A ação é parte de um trabalho maior, integrado, de saúde. Entre médicos, técnicos e nutricionistas na região, há hoje 1,5 mil atuando. No início de 2023, eram 690. O objetivo é que, até o final do ano, 80 médicos estejam atendendo na terra indígena. O mais recente investimento na força de trabalho ocorrerá por meio da Secretaria de Saúde Indígena (Sesai) e da Agência Brasileira de Apoio à Gestão do SUS (AgSUS). Um edital simplificado prevê a contratação de 400 profissionais de saúde. Em agosto, 129 assinaram contrato. Até o fim deste mês, mais 200 serão contratados.Presença do Mais Médicos na comunidade indígena Yanomami em Surucucu (RR). Foto: Min. SaúdePresença do Mais Médicos na comunidade indígena Yanomami em Surucucu (RR). Foto: Min. Saúde

TRABALHAR E APRENDER – Uma das melhorias do atual modelo foi conjugar trabalho e aprendizado. Os profissionais do Mais Médicos se preparam para ser especialistas em medicina de família e comunidade. Os dois primeiros anos são dedicados à especialização. Nos dois seguintes, um mestrado. Ao fim dos quatro anos, o médico é submetido a uma prova de título pela Sociedade Brasileira de Medicina em Família e Comunidade.  Com o título, se torna especialista no tema e reforça o time escasso de profissionais da área. No Brasil, existem mais de 52 mil equipes de saúde da família e apenas 13 mil médicos dessa especialidade.
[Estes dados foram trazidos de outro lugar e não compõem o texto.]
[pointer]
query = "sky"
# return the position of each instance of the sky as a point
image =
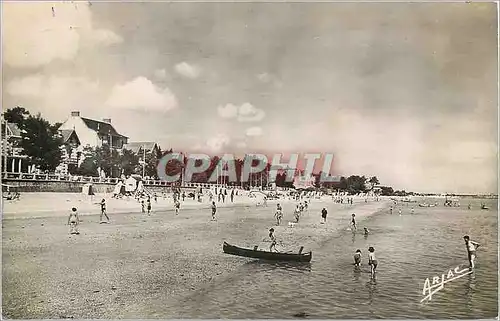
(405, 92)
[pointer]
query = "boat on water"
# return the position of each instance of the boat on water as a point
(265, 255)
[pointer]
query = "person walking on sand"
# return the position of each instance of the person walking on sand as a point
(214, 210)
(353, 222)
(372, 261)
(324, 213)
(149, 206)
(103, 210)
(73, 221)
(272, 237)
(471, 250)
(278, 214)
(357, 258)
(177, 207)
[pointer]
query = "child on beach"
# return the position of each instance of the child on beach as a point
(177, 207)
(357, 258)
(471, 250)
(273, 240)
(372, 261)
(214, 210)
(73, 221)
(297, 214)
(278, 214)
(149, 206)
(103, 210)
(324, 213)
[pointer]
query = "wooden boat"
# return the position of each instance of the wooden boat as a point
(265, 255)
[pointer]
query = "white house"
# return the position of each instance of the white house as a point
(93, 133)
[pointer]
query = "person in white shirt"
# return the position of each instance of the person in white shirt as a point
(372, 261)
(471, 250)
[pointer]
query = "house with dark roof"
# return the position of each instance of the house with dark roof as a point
(89, 132)
(140, 147)
(12, 153)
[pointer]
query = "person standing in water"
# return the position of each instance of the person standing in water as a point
(214, 210)
(149, 205)
(324, 213)
(353, 222)
(73, 221)
(103, 210)
(357, 258)
(372, 261)
(471, 250)
(177, 207)
(273, 240)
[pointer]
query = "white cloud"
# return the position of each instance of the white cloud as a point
(160, 74)
(187, 70)
(141, 93)
(37, 33)
(241, 145)
(55, 93)
(216, 143)
(244, 113)
(228, 111)
(254, 131)
(268, 78)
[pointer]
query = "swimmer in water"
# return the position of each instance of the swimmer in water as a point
(272, 237)
(357, 258)
(471, 250)
(372, 261)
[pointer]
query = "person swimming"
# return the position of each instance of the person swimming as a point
(272, 237)
(357, 258)
(471, 250)
(372, 261)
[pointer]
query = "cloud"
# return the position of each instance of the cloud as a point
(268, 79)
(52, 94)
(187, 70)
(218, 142)
(254, 131)
(244, 113)
(37, 33)
(160, 74)
(141, 93)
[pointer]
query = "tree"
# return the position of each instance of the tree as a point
(40, 142)
(16, 115)
(373, 181)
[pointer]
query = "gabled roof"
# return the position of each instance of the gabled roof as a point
(137, 146)
(67, 133)
(14, 130)
(101, 127)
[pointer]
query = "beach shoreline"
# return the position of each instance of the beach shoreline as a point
(135, 265)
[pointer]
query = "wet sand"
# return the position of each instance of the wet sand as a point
(126, 268)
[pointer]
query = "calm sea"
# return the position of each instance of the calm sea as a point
(409, 249)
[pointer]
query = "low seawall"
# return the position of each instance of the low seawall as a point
(29, 185)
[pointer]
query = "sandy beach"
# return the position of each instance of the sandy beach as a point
(136, 263)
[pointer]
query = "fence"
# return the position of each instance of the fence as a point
(107, 180)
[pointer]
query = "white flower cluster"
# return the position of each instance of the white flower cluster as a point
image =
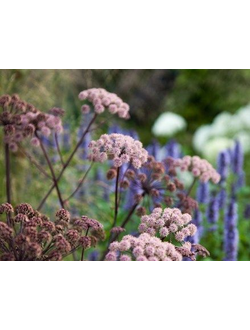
(169, 124)
(211, 139)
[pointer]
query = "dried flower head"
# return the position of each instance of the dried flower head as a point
(31, 236)
(21, 121)
(120, 148)
(200, 168)
(101, 100)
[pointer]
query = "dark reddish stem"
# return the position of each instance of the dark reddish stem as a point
(7, 169)
(59, 149)
(117, 197)
(191, 188)
(80, 184)
(52, 173)
(68, 162)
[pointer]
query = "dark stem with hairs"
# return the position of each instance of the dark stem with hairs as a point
(67, 163)
(52, 172)
(7, 169)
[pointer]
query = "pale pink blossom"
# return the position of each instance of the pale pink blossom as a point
(102, 100)
(122, 149)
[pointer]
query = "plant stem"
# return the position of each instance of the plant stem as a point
(68, 162)
(83, 250)
(7, 169)
(124, 224)
(191, 188)
(38, 166)
(59, 149)
(80, 183)
(52, 173)
(116, 197)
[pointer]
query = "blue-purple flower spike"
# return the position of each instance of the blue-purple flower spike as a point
(173, 150)
(203, 193)
(213, 213)
(223, 165)
(238, 159)
(231, 238)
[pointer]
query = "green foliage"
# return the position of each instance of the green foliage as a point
(201, 94)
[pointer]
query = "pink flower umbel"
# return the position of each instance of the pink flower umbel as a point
(21, 121)
(200, 168)
(102, 100)
(120, 148)
(151, 245)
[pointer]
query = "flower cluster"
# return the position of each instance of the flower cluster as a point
(143, 248)
(147, 248)
(167, 222)
(101, 100)
(156, 182)
(120, 148)
(200, 168)
(30, 236)
(22, 120)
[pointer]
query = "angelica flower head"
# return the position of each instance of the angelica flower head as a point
(102, 100)
(120, 148)
(200, 168)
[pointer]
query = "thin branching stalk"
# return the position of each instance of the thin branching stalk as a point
(59, 149)
(7, 169)
(34, 162)
(80, 184)
(66, 165)
(52, 173)
(116, 197)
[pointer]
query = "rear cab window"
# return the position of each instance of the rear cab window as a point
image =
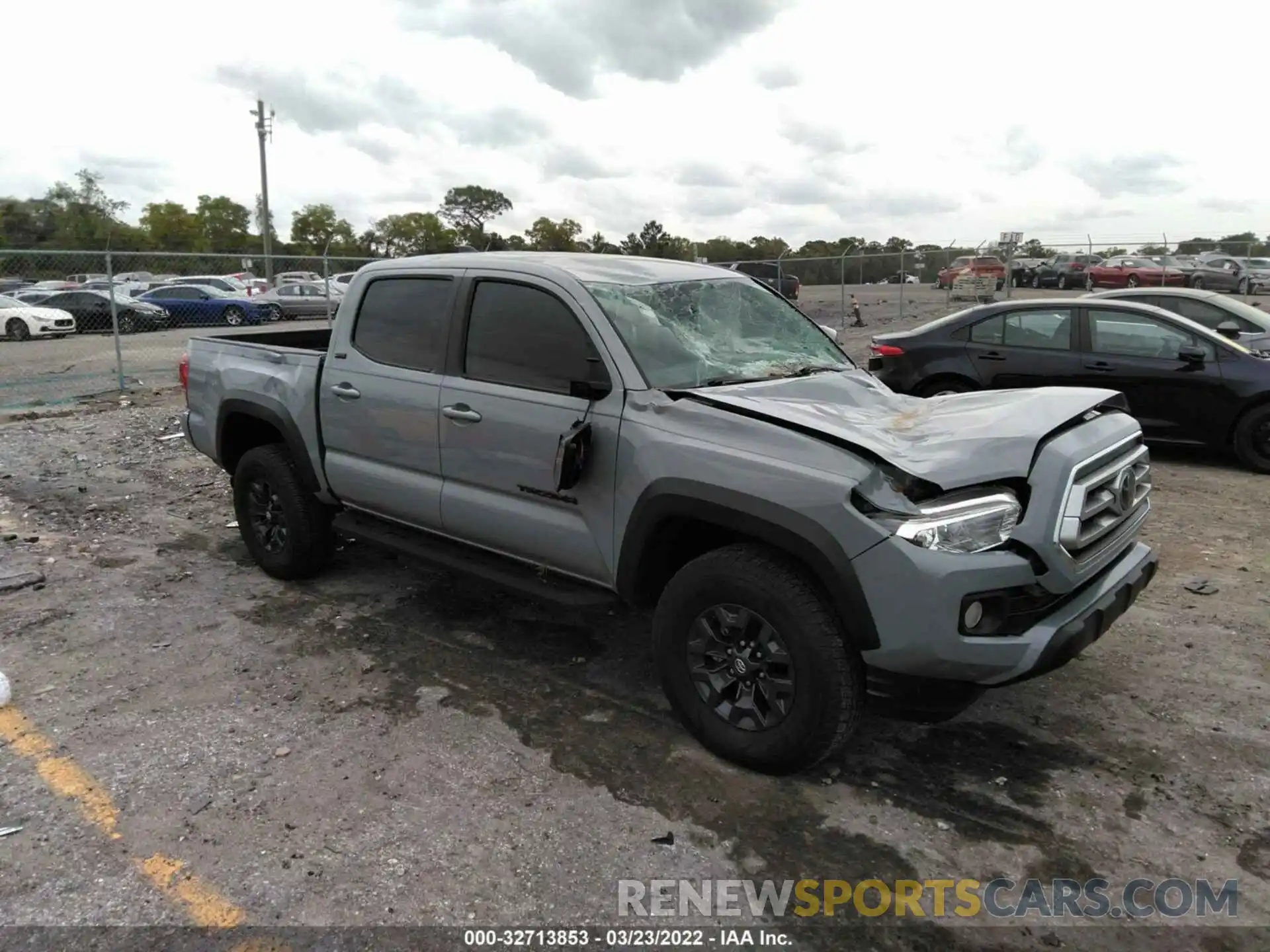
(525, 337)
(404, 321)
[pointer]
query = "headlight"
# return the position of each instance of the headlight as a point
(960, 522)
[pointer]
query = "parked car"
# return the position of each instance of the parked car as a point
(1183, 263)
(222, 284)
(593, 428)
(1221, 273)
(23, 321)
(1021, 270)
(202, 303)
(1132, 272)
(92, 311)
(771, 274)
(1064, 270)
(1208, 307)
(1259, 273)
(290, 301)
(32, 296)
(296, 277)
(1184, 382)
(977, 267)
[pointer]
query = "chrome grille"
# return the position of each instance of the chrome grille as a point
(1108, 499)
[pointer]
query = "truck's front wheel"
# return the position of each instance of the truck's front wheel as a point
(286, 530)
(755, 662)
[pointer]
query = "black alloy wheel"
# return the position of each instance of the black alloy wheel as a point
(741, 668)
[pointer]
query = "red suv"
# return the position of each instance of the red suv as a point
(981, 267)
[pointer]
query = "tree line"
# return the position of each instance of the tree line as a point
(81, 216)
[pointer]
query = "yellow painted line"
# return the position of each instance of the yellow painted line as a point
(202, 904)
(60, 774)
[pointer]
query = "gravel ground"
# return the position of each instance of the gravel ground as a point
(393, 746)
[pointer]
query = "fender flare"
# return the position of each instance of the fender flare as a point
(269, 411)
(794, 534)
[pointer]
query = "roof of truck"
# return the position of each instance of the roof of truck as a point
(606, 270)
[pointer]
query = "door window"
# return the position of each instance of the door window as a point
(525, 337)
(1048, 329)
(1124, 334)
(404, 321)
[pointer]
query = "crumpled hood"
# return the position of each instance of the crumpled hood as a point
(48, 314)
(952, 441)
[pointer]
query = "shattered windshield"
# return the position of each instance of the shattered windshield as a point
(708, 333)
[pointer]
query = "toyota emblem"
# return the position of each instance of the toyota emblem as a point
(1126, 489)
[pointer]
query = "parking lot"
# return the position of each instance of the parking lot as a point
(192, 742)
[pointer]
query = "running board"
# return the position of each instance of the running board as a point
(458, 556)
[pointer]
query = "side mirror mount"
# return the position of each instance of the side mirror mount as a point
(572, 455)
(596, 386)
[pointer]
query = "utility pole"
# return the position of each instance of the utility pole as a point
(265, 130)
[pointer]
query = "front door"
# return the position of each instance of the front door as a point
(379, 399)
(1025, 348)
(1138, 356)
(505, 408)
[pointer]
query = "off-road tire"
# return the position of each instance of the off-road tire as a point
(310, 539)
(828, 673)
(1255, 457)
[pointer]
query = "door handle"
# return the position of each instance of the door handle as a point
(461, 412)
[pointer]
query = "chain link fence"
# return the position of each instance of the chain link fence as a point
(121, 320)
(80, 324)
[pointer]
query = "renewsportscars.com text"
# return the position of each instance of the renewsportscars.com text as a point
(1000, 898)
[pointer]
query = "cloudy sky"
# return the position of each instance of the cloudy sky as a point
(800, 118)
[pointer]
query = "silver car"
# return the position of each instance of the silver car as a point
(290, 301)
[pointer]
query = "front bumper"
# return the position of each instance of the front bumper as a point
(916, 600)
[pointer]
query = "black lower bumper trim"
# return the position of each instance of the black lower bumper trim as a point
(1079, 634)
(911, 698)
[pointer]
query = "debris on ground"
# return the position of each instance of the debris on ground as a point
(19, 580)
(1201, 587)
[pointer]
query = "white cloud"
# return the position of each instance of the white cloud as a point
(745, 118)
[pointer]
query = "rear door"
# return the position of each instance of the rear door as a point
(379, 399)
(1025, 348)
(505, 405)
(1137, 354)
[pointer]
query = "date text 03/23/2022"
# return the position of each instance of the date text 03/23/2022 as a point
(624, 938)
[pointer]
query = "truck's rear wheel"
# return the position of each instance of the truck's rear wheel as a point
(286, 530)
(755, 662)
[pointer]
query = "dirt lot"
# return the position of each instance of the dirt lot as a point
(392, 746)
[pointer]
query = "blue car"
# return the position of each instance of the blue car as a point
(200, 303)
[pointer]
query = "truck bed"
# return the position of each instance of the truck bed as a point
(271, 376)
(299, 338)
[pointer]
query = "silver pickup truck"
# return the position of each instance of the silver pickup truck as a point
(596, 427)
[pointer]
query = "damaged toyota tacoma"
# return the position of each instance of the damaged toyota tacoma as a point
(589, 428)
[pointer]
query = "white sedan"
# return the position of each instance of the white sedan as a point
(23, 321)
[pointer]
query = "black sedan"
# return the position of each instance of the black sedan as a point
(92, 311)
(1208, 307)
(1184, 382)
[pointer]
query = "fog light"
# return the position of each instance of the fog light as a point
(973, 616)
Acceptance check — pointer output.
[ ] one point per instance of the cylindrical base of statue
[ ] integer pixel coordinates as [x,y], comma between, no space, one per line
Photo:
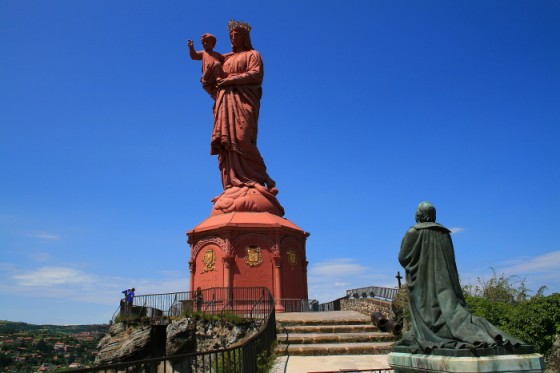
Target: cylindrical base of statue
[250,249]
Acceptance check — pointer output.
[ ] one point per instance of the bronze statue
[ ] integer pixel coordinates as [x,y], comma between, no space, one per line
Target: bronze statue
[237,92]
[440,321]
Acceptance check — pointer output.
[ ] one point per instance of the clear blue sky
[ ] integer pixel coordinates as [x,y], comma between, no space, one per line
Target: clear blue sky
[369,108]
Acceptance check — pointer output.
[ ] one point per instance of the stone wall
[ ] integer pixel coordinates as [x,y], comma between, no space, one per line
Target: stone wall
[367,306]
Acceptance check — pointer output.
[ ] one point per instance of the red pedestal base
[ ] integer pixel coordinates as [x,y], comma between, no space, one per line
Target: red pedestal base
[248,249]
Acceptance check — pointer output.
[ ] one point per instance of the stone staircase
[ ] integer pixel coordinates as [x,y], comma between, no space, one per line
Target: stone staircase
[330,333]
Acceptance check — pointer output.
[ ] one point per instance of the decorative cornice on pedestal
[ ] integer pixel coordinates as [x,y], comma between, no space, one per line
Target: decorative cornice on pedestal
[244,220]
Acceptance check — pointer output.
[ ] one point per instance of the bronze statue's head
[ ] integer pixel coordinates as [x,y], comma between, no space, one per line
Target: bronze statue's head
[425,212]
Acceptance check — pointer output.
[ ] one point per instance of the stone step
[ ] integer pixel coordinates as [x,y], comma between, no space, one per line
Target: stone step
[323,349]
[345,337]
[325,322]
[322,328]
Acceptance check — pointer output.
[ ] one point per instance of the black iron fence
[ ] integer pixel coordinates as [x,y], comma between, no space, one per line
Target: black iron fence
[241,301]
[298,305]
[382,370]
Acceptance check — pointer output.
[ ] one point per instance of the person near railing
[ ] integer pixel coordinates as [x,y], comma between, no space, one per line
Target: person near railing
[128,300]
[199,299]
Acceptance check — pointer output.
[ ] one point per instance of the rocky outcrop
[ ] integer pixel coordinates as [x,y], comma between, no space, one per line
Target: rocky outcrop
[130,342]
[181,337]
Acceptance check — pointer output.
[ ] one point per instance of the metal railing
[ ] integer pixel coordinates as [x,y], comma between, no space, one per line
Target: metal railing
[298,305]
[375,370]
[255,303]
[241,301]
[373,292]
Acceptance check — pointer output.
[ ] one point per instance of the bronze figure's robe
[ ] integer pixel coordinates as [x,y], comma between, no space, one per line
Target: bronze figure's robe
[439,315]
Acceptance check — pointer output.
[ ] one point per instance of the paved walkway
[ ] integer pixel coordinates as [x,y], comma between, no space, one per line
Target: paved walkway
[304,364]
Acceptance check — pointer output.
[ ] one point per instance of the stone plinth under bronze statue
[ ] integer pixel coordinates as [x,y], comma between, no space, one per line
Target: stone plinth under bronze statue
[444,336]
[245,242]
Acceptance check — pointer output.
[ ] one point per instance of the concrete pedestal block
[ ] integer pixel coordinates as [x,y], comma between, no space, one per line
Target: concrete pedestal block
[417,363]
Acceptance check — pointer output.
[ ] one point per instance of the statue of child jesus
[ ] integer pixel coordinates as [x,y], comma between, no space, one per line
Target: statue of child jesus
[211,62]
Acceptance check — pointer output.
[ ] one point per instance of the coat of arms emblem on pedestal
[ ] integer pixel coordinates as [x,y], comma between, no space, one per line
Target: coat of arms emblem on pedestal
[253,258]
[209,260]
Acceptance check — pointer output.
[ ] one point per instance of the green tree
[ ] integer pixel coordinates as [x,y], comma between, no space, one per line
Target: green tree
[509,306]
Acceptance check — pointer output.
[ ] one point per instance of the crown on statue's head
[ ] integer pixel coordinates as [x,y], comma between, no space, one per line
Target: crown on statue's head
[232,25]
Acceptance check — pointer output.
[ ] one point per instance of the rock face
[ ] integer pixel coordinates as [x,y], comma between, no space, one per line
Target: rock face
[181,337]
[137,342]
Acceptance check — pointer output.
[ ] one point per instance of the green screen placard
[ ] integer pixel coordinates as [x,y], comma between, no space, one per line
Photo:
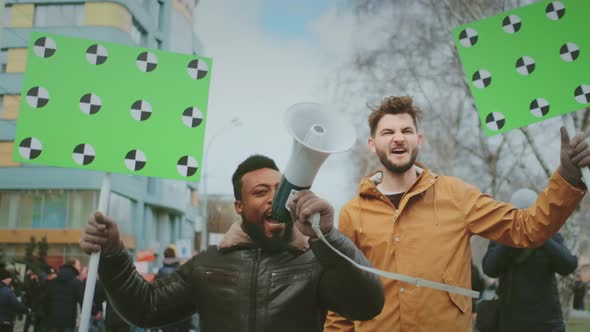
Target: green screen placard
[110,107]
[528,64]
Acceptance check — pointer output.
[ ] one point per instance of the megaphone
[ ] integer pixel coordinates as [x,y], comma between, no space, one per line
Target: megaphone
[317,132]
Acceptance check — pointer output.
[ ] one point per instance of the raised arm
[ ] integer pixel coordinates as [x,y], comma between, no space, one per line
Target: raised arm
[497,259]
[167,300]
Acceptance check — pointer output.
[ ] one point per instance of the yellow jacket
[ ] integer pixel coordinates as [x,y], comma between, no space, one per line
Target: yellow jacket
[428,237]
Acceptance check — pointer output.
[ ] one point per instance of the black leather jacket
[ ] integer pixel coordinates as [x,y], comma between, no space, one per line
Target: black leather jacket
[240,287]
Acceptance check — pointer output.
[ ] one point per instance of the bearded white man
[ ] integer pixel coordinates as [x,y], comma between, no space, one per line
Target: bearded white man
[408,220]
[263,276]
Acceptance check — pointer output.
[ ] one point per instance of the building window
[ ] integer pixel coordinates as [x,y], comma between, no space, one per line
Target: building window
[3,59]
[160,16]
[7,16]
[181,33]
[59,15]
[50,210]
[137,34]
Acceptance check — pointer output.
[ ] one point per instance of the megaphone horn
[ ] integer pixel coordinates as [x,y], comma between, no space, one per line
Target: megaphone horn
[317,132]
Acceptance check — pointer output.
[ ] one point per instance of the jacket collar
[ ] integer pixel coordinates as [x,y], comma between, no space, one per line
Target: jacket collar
[368,185]
[236,236]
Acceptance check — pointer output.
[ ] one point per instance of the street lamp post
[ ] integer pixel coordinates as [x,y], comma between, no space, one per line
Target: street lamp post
[235,122]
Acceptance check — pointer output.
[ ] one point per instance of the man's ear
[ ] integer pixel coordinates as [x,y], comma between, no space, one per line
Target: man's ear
[239,207]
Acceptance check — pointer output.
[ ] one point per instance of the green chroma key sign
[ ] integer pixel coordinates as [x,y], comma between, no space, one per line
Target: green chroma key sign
[109,107]
[528,64]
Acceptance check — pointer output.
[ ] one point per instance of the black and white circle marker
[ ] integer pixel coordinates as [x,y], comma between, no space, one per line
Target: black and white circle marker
[197,69]
[146,61]
[525,65]
[44,47]
[192,117]
[555,10]
[582,94]
[30,148]
[37,97]
[569,52]
[539,107]
[511,24]
[187,166]
[90,104]
[83,154]
[481,79]
[135,160]
[495,121]
[96,54]
[141,110]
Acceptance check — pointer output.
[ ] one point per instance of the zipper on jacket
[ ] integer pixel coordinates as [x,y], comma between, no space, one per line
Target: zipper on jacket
[253,285]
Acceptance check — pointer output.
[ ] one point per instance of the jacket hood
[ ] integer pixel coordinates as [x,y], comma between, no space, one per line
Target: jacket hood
[236,236]
[171,261]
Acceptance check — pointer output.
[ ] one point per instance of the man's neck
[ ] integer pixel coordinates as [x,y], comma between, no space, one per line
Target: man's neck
[398,182]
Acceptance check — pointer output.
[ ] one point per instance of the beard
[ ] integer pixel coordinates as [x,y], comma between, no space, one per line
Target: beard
[390,166]
[273,244]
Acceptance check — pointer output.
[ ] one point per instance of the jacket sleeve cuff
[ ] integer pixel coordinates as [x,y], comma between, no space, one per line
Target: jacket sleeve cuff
[580,191]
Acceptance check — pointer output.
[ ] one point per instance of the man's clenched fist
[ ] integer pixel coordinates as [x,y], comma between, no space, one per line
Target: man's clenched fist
[101,233]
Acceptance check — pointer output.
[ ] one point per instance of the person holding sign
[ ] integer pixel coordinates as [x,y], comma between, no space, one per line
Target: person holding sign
[410,221]
[529,299]
[265,275]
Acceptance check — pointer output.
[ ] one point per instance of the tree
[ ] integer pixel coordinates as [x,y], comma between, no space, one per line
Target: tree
[407,48]
[43,247]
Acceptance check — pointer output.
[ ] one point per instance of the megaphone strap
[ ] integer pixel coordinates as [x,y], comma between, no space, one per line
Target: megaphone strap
[315,222]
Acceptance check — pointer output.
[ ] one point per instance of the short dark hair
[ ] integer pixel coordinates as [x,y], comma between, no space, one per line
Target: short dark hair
[252,163]
[4,273]
[393,105]
[169,253]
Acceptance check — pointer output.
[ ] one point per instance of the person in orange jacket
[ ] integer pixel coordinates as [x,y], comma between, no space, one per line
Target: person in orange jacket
[409,220]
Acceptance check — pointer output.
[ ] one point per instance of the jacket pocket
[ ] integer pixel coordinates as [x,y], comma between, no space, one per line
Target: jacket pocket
[286,277]
[462,302]
[220,275]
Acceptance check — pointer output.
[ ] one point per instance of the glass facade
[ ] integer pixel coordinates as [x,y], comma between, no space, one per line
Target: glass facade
[59,15]
[46,209]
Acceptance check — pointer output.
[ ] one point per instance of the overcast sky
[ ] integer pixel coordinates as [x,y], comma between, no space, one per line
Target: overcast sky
[267,56]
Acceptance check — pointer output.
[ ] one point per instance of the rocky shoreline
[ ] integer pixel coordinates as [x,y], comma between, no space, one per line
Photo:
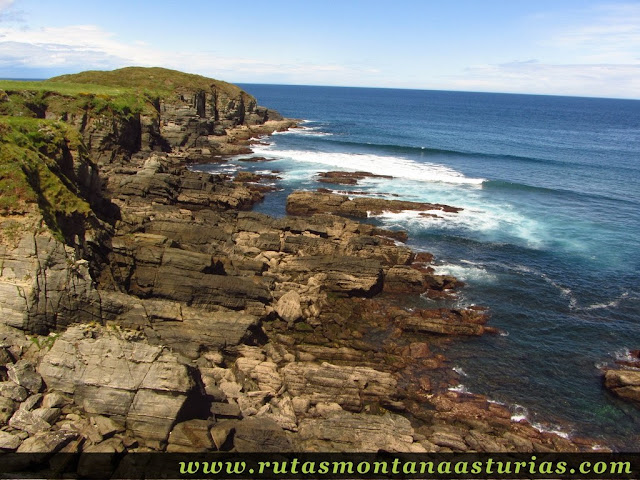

É um benefício estar trabalhando com uma bolsa que é maior do que uma bolsa de Residência, e você ainda sai com um título. A gente faz 44 horas, sendo que oito são destinadas ao horário de estudo, que a gente deixa para se atualizar e fazer as aulas online”

Lorena Reis Dias

Lorena se prepara para isso. Depois das visitas em domicílio, ela volta à UBS de Ceilândia, região administrativa de maior população do Distrito Federal, a cerca de 25 quilômetros do centro de Brasília. Participa de reuniões para debater casos clínicos, acompanha um grupo de hipertensos e de diabéticos. Integra um grupo de zumba e yoga para pacientes e outro para autistas. Divide com mais quatro profissionais do Mais Médicos o atendimento dos pacientes cadastrados na unidade: cerca de 6 mil pessoas. E ainda resta fôlego para cumprir, toda quarta-feira à noite, a carga horária da pós-graduação, cursada na Universidade de Brasília (UnB).

“É um benefício estar trabalhando com uma bolsa (reajustada este ano para o valor líquido de R$ 12,5 mil) e você ainda sai com um título. A gente faz 44 horas, sendo que oito são destinadas ao que chamamos de ‘horário de estudo’, que a gente deixa, realmente, para se atualizar, para entrar na plataforma e fazer as aulas online”, conta.

Para ela, a formação oferecida pelo Mais Médicos amplia não só o conhecimento como as oportunidades. Além da possibilidade de estudos, há benefícios proporcionais ao valor mensal da bolsa para aqueles que atuam nas periferias e regiões mais remotas e o direito à compensação do valor pago pelo INSS para alcançar o valor da bolsa durante os seis meses de licença-maternidade, no caso das médicas que se tornarem mães.

O resto, resume, é a soma de vocação com paixão. “Eu fui me apaixonando pela atenção primária. A gente tem a oportunidade de acompanhar a família, de ir à casa do paciente e verificar a dinâmica dele. E isso é o mais legal. Isso é o mais gostoso, sabe?”, conclui Lorena.